Pour sortir du lot face à leurs concurrents et se démarquer d'internet, les magazines se relookent et cherchent à redonner à leurs lecteurs le plaisir du feuilletage, ont expliqué des directeurs artistiques mardi dans le cadre de la semaine de la presse magazine.

Pour sortir du lot face à leurs concurrents et se démarquer d'internet, les magazines se relookent et cherchent à redonner à leurs lecteurs le plaisir du feuilletage, ont expliqué des directeurs artistiques mardi dans le cadre de la semaine de la presse magazine.

«La presse magazine cherche à dire que le papier n'est pas mort. Elle veut surprendre à chaque page, attirer le regard du "lecteur-zappeur" et réaffirmer son identité», a souligné le consultant Patrick Mathieu, en présentant une étude sur les tendances du secteur à travers le monde.

Pour marquer leur différence face à internet, les magazines prêtent une attention particulière à la qualité du papier ou privilégient des couleurs difficilement utilisables sur un écran d'ordinateur : le noir et blanc, le doré et l'argenté, les couleurs fluos.

Certains, parmi les titres les plus haut de gamme, sont délibérément de grand format ou volumineux, jouent avec la typographie jusqu'à la limite de la lisibilité et «peuvent se rapprocher du livre, voire du livre d'art», a souligné M. Mathieu.

Toujours par contraste avec internet, on voit apparaître une esthétique du «fait-main».

Au moment où les logiciels informatiques permettent de retoucher des photos de façon quasi-invisible, le magazine une fabrication artisanale.

«Dans les écoles qui forment les futurs directeurs artistiques, les étudiants se remettent à la colle, aux ciseaux et au découpage d'images. Ils prennent de la distance par rapport à leur écran», a indiqué Pierre Ponant, professeur dans des écoles d'art.

De Jalouse à Modes et Travaux, on voit se multiplier photos de mannequins ou de personnalités grossièrement détourées, images donnant l'impression d'être scotchées ou agrafées et même reproduction de polaroïds, a confirmé M. Mathieu.

Alors que les articles courts sont de mise sur internet, les journaux cherchent au contraire à varier les plaisirs en donnant différents tempo à la lecture.

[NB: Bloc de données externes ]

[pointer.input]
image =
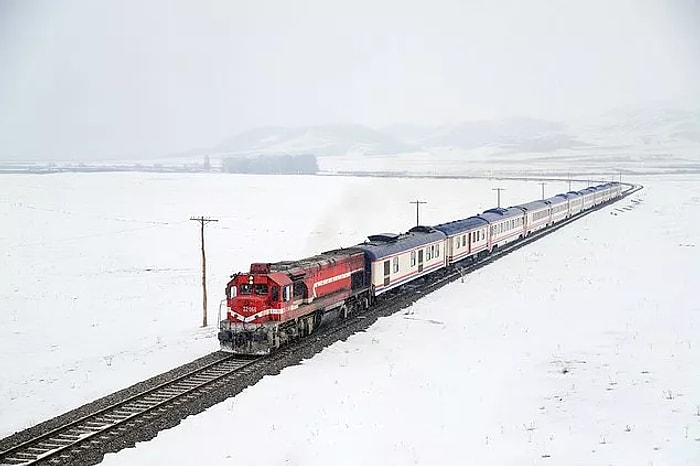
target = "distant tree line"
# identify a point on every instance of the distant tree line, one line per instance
(304, 164)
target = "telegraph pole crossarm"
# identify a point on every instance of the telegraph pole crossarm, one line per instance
(499, 194)
(418, 203)
(203, 221)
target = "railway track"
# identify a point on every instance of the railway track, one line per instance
(60, 444)
(67, 442)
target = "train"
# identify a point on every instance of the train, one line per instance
(274, 304)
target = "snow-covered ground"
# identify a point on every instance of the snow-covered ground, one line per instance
(101, 273)
(580, 349)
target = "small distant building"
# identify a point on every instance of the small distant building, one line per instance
(304, 164)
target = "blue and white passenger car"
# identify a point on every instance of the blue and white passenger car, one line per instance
(466, 238)
(395, 259)
(505, 225)
(536, 215)
(559, 208)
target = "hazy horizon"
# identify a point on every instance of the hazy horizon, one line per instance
(130, 78)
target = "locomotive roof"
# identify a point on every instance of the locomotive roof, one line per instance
(555, 200)
(387, 244)
(459, 226)
(534, 205)
(335, 254)
(499, 213)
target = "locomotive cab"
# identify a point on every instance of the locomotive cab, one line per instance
(257, 296)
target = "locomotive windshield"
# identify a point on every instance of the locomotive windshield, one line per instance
(259, 289)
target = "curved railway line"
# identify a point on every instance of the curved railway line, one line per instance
(94, 431)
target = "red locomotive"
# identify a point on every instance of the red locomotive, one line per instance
(280, 302)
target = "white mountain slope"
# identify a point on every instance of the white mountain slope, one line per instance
(327, 140)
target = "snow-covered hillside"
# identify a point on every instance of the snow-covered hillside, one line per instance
(327, 140)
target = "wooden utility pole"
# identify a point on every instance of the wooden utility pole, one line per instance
(203, 221)
(499, 194)
(417, 203)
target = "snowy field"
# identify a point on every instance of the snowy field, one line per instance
(579, 349)
(101, 273)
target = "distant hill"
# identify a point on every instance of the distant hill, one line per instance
(523, 134)
(327, 140)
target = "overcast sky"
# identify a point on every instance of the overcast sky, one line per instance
(146, 77)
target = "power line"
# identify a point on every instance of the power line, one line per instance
(203, 221)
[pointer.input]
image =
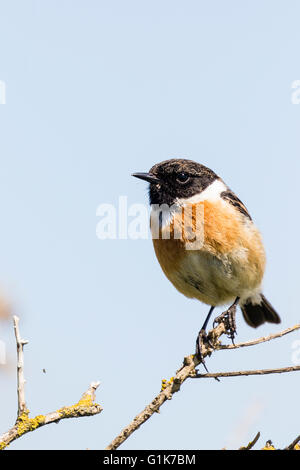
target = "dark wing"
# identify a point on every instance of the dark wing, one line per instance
(236, 202)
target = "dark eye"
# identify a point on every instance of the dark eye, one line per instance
(182, 177)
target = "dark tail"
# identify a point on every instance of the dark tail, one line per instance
(257, 314)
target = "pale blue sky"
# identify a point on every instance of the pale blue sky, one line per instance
(95, 91)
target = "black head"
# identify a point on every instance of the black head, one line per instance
(175, 179)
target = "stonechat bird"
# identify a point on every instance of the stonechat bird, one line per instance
(227, 261)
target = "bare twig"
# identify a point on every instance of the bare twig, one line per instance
(263, 339)
(24, 424)
(20, 367)
(293, 444)
(168, 389)
(186, 371)
(246, 372)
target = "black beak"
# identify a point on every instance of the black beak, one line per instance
(147, 177)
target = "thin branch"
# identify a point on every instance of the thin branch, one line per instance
(20, 367)
(263, 339)
(293, 444)
(251, 443)
(187, 370)
(246, 372)
(86, 406)
(168, 389)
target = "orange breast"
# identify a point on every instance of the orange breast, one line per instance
(227, 237)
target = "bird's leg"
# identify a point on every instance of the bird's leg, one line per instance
(228, 318)
(203, 338)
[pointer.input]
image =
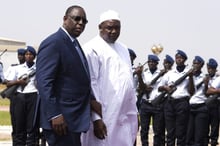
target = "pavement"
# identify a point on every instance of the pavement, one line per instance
(5, 136)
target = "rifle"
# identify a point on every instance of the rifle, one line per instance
(153, 81)
(161, 97)
(9, 91)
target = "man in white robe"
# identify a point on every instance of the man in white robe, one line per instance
(112, 84)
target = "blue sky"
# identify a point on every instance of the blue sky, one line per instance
(189, 25)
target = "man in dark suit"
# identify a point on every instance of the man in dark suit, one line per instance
(64, 83)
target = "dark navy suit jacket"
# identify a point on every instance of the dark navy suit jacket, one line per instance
(63, 83)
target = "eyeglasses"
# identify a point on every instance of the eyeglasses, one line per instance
(79, 18)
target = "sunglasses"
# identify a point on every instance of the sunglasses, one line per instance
(79, 18)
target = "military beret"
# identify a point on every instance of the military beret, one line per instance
(169, 59)
(132, 53)
(199, 59)
(21, 51)
(212, 63)
(31, 49)
(153, 58)
(181, 53)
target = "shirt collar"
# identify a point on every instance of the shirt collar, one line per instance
(71, 38)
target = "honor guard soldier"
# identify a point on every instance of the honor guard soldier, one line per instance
(213, 88)
(178, 83)
(148, 82)
(198, 119)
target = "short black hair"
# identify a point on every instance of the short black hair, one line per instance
(69, 10)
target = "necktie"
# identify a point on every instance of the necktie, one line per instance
(82, 57)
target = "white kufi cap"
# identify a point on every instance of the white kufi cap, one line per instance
(109, 15)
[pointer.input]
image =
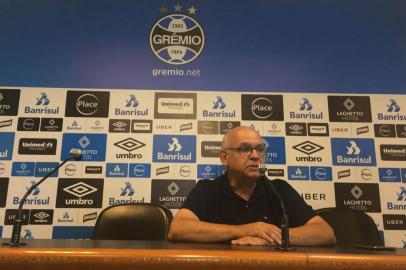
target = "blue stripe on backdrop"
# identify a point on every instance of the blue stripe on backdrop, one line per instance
(281, 45)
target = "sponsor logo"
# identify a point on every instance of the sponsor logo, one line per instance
(264, 108)
(349, 109)
(79, 193)
(177, 39)
(296, 129)
(210, 149)
(393, 152)
(23, 169)
(308, 148)
(140, 170)
(34, 146)
(275, 153)
(180, 149)
(389, 175)
(92, 146)
(353, 152)
(385, 130)
(207, 127)
(298, 173)
(117, 170)
(43, 102)
(9, 100)
(175, 106)
(131, 108)
(6, 123)
(87, 104)
(171, 193)
(28, 124)
(305, 111)
(362, 197)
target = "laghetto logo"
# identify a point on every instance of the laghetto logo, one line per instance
(177, 39)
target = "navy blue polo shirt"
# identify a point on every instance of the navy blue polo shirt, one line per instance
(214, 201)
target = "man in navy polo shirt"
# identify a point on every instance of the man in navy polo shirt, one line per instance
(237, 206)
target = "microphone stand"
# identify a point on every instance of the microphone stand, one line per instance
(15, 235)
(285, 245)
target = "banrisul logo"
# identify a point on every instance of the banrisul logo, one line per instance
(305, 111)
(353, 152)
(42, 105)
(131, 107)
(392, 112)
(177, 38)
(176, 149)
(219, 109)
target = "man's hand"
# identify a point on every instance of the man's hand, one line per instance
(251, 241)
(268, 232)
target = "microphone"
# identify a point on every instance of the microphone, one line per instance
(285, 246)
(75, 154)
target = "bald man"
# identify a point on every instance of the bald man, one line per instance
(237, 207)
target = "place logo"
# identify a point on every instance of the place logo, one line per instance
(140, 170)
(93, 170)
(210, 148)
(308, 148)
(6, 123)
(298, 173)
(275, 153)
(23, 169)
(87, 104)
(305, 111)
(389, 175)
(349, 109)
(42, 106)
(11, 214)
(51, 124)
(295, 129)
(262, 107)
(119, 125)
(3, 191)
(6, 145)
(117, 170)
(177, 39)
(226, 126)
(129, 145)
(28, 123)
(131, 108)
(385, 130)
(92, 146)
(9, 101)
(218, 110)
(207, 127)
(392, 112)
(175, 106)
(79, 193)
(353, 152)
(393, 152)
(170, 193)
(317, 129)
(141, 126)
(37, 146)
(174, 149)
(41, 217)
(362, 197)
(394, 222)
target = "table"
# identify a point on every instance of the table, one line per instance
(122, 255)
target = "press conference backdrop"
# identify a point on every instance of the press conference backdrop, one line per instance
(146, 89)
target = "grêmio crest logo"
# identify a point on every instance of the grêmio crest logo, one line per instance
(177, 39)
(87, 104)
(353, 152)
(174, 149)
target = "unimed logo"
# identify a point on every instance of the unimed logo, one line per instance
(79, 193)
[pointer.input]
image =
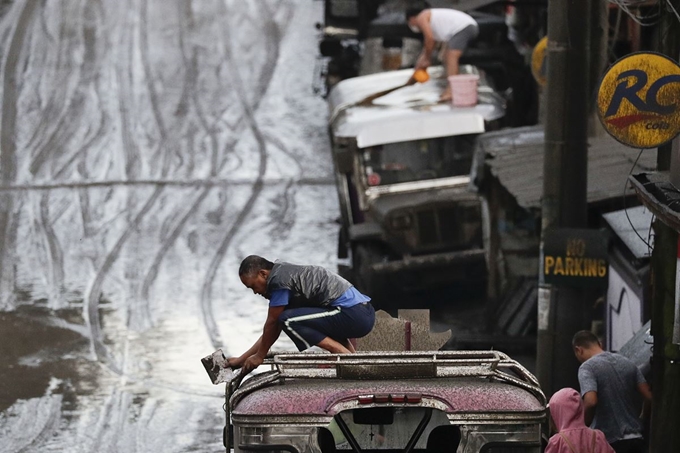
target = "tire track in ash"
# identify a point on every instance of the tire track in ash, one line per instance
(8, 132)
(165, 138)
(284, 211)
(94, 292)
(87, 75)
(54, 116)
(64, 125)
(217, 164)
(272, 48)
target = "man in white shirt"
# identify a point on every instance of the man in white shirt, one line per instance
(455, 28)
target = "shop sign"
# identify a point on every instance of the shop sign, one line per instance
(637, 101)
(575, 257)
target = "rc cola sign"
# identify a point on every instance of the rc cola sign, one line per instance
(639, 100)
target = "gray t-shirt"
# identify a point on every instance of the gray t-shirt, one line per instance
(615, 379)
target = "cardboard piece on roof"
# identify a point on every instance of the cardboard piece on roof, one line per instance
(410, 331)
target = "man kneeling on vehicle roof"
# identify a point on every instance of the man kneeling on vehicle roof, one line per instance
(314, 306)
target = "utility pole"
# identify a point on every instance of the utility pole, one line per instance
(562, 311)
(664, 432)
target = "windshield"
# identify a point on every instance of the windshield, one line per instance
(419, 160)
(389, 429)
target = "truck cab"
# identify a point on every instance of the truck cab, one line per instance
(378, 402)
(402, 165)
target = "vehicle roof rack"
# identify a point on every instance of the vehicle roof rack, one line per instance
(493, 365)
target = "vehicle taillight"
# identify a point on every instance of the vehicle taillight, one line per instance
(366, 399)
(411, 398)
(382, 398)
(414, 398)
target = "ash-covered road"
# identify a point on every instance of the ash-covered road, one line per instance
(146, 147)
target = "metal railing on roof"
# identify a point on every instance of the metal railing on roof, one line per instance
(492, 365)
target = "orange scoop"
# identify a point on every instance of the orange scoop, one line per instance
(421, 76)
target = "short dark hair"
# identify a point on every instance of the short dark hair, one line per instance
(584, 339)
(253, 264)
(416, 9)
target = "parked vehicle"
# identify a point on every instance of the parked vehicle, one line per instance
(402, 165)
(361, 37)
(412, 402)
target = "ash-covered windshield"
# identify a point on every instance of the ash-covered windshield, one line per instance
(419, 160)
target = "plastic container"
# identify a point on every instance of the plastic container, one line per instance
(421, 76)
(464, 89)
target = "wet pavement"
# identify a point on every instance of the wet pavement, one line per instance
(146, 147)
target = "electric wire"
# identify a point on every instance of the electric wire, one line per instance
(625, 208)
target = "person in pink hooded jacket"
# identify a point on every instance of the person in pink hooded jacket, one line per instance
(573, 436)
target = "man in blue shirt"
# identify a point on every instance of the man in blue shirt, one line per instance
(314, 306)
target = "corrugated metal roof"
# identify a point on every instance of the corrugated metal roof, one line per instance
(411, 112)
(628, 224)
(515, 157)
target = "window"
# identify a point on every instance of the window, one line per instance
(417, 160)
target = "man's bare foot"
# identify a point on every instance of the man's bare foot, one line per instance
(348, 344)
(333, 346)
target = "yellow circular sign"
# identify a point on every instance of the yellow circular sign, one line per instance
(639, 100)
(538, 62)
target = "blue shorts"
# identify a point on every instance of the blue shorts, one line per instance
(307, 326)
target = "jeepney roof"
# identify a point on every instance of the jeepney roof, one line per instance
(409, 113)
(456, 381)
(459, 395)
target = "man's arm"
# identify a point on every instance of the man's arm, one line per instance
(237, 362)
(646, 393)
(271, 331)
(423, 22)
(589, 405)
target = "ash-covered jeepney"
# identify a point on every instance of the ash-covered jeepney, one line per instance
(402, 163)
(380, 402)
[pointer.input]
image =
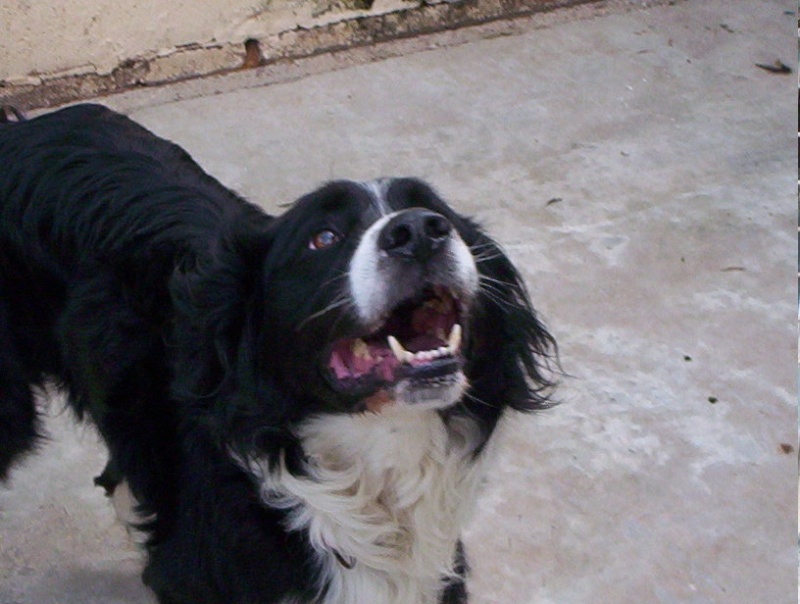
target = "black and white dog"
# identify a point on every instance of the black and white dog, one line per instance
(301, 404)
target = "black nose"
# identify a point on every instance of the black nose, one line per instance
(415, 234)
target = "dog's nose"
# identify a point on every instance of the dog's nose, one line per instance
(415, 234)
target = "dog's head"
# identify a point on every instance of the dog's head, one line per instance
(376, 294)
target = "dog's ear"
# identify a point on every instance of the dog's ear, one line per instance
(513, 355)
(213, 297)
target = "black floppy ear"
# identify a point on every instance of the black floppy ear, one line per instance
(513, 353)
(213, 297)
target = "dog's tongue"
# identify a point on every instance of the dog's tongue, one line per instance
(355, 358)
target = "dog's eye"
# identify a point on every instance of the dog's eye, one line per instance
(323, 239)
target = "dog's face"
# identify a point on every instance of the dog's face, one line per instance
(360, 297)
(376, 283)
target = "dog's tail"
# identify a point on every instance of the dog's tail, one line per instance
(10, 115)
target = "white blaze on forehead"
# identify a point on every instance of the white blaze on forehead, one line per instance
(367, 286)
(377, 189)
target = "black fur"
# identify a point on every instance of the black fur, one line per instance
(169, 309)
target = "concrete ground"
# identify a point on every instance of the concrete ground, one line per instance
(640, 169)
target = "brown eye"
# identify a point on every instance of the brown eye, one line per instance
(323, 239)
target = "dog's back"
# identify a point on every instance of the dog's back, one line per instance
(96, 215)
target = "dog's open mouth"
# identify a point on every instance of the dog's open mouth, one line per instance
(419, 339)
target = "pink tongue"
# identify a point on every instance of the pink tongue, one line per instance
(346, 364)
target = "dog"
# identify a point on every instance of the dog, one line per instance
(300, 405)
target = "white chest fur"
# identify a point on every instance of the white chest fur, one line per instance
(388, 492)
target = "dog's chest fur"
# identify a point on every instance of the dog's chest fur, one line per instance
(384, 504)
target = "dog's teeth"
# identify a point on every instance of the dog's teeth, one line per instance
(361, 350)
(454, 339)
(397, 348)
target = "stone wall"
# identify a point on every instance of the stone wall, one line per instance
(55, 52)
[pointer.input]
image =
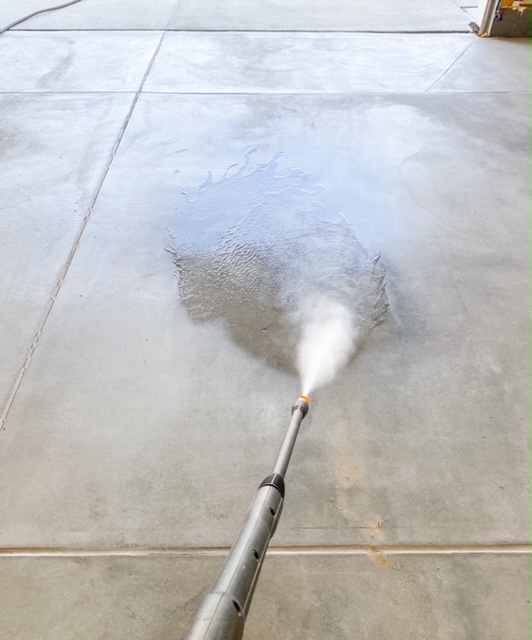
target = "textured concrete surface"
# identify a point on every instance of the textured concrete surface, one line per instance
(128, 427)
(273, 15)
(340, 596)
(322, 15)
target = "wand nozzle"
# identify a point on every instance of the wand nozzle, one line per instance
(303, 404)
(223, 612)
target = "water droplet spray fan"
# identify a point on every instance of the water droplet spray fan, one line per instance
(329, 336)
(223, 612)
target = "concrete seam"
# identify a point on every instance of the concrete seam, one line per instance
(66, 267)
(446, 71)
(338, 550)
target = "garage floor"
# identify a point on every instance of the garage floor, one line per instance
(133, 436)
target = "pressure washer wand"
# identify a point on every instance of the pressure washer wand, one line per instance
(223, 612)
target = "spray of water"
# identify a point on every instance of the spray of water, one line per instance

On alterne des pages chaudes bigarrées, rythmées, où brèves et photos sont imbriquées, avec des pages froides, plus calmes, où texte et illustrations sont séparés pour mettre en valeur les articles.

Les directeurs artistiques veulent «valoriser la culture du feuilletage», en concevant le «chemin de fer» (le déroulé du journal, ndlr) de telle sorte que le lecteur puisse lire le journal à rebours ou picorer dans les différentes séquences.

«On ne fera jamais une page de la même façon si elle est placée au début, au milieu ou à la fin du journal», a expliqué Yves Goube, directeur artistique de Elle, un féminin décliné dans une quarantaine de pays.

«On a un début un peu "destroy", rythmé pour bien lancer le journal, puis des pages plus calmes pour les reportages ou les articles de fond», a-t-il ajouté.

Ces techniques de mise en page, qui s'appuient sur des codes artistiques à décrypter, permettent également au titre de créer un lien de connivence avec un lecteur qui «zappe» de plus en plus entre divers magazines.

«A long terme, internet peut conduire à une revalorisation de la presse écrite si elle entend bien son rôle: faire un produit de qualité, avec des contenus valorisants, qui vont de pair avec le plaisir de lire, de feuilleter», a estimé l'éditeur du féminin Jasmin, Axel Ganz.

Mais l'audace des éditeurs varie selon les pays et la France apparaît plutôt timorée.

«Il y a un lien très clair entre économie et créativité. Quand tout va bien, on ose, on est beaucoup plus frileux quand le marché se recentre», selon M. Ganz.